Extend linalg_ext lowering to handle signedness and more ops (#6987)
MHLO ops use signed (although written as signless for historical
reasons) and unsigned ops. The upstream MHLO->Linalg already handles
this and we need to handle it here as well.
In addition, this changes the approach to dealing with detensorizing,
relying more heavily on the dialect conversion framework type converter.

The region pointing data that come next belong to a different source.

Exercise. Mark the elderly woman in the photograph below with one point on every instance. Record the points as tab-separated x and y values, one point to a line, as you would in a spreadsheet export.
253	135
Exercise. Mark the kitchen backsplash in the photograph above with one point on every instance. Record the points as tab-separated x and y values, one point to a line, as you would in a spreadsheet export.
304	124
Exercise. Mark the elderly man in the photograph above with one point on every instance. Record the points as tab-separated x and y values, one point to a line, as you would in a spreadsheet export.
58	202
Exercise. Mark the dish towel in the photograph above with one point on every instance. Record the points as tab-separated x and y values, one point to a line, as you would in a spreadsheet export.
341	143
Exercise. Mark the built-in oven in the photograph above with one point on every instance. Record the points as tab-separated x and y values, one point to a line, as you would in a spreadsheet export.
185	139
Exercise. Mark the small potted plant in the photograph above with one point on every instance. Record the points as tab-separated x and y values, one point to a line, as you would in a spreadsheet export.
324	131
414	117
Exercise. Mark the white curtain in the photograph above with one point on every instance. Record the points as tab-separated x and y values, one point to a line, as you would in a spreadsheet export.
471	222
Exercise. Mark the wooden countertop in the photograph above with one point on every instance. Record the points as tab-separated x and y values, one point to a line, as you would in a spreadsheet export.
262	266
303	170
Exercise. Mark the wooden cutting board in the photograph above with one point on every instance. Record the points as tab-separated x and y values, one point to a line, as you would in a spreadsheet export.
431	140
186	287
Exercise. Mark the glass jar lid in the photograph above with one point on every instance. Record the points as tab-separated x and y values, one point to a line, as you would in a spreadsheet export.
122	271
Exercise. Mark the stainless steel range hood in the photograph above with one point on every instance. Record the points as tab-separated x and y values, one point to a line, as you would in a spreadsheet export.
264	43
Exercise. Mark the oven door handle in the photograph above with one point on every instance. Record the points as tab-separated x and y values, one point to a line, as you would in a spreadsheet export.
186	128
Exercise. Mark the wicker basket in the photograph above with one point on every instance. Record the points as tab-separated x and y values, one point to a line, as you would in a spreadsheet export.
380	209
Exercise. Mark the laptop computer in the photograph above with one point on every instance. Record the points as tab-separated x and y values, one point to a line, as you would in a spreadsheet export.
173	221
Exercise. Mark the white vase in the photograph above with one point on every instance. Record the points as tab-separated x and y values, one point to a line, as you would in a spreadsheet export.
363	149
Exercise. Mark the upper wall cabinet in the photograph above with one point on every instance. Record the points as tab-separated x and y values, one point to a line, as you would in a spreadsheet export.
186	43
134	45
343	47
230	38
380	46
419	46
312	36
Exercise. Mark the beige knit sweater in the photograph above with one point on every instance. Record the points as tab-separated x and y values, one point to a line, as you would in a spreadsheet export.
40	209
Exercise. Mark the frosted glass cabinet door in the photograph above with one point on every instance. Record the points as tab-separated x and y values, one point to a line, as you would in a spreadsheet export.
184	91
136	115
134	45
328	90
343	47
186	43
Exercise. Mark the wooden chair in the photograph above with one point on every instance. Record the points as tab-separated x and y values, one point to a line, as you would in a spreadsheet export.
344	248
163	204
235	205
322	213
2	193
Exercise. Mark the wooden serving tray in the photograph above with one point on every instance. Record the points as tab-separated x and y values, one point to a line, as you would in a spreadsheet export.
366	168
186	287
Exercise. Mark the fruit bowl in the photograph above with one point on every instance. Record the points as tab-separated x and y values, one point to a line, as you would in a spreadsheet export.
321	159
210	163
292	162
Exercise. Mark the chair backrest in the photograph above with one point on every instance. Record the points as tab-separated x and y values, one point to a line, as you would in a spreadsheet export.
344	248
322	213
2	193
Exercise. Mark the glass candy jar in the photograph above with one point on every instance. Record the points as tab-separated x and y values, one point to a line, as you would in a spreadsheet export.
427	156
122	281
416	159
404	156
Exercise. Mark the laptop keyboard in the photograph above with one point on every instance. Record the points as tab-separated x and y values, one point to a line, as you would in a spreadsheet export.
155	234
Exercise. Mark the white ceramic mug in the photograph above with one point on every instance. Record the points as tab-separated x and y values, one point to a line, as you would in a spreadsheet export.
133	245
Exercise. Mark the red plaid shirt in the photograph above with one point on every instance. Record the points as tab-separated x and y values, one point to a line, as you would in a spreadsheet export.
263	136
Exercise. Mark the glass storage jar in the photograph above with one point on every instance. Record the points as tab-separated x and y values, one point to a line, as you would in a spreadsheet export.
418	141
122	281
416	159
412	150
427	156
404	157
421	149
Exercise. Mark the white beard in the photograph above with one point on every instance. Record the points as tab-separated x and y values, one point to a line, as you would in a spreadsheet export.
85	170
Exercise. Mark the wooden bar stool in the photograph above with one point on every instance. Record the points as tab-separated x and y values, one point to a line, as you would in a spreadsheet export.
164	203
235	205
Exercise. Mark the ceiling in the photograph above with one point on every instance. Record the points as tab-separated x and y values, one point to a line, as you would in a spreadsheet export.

This leaves things as unrealized_conversion_cast ops, to be cleaned up
later after lowering the rest of MHLO. We could continue to use "real"
ops for [de]tensoring, but we need unrealized_conversion_cast for
signedness conversions anyway, so I think it's cleaner to use it
everywhere. It's perhaps unfortunate because really the correct cast
there *is* a bitcast, but like all std ops, std.bitcast does not support
[un]signed integers.
Finally, it adds a bunch of ops for lowering within linalg_ext regions.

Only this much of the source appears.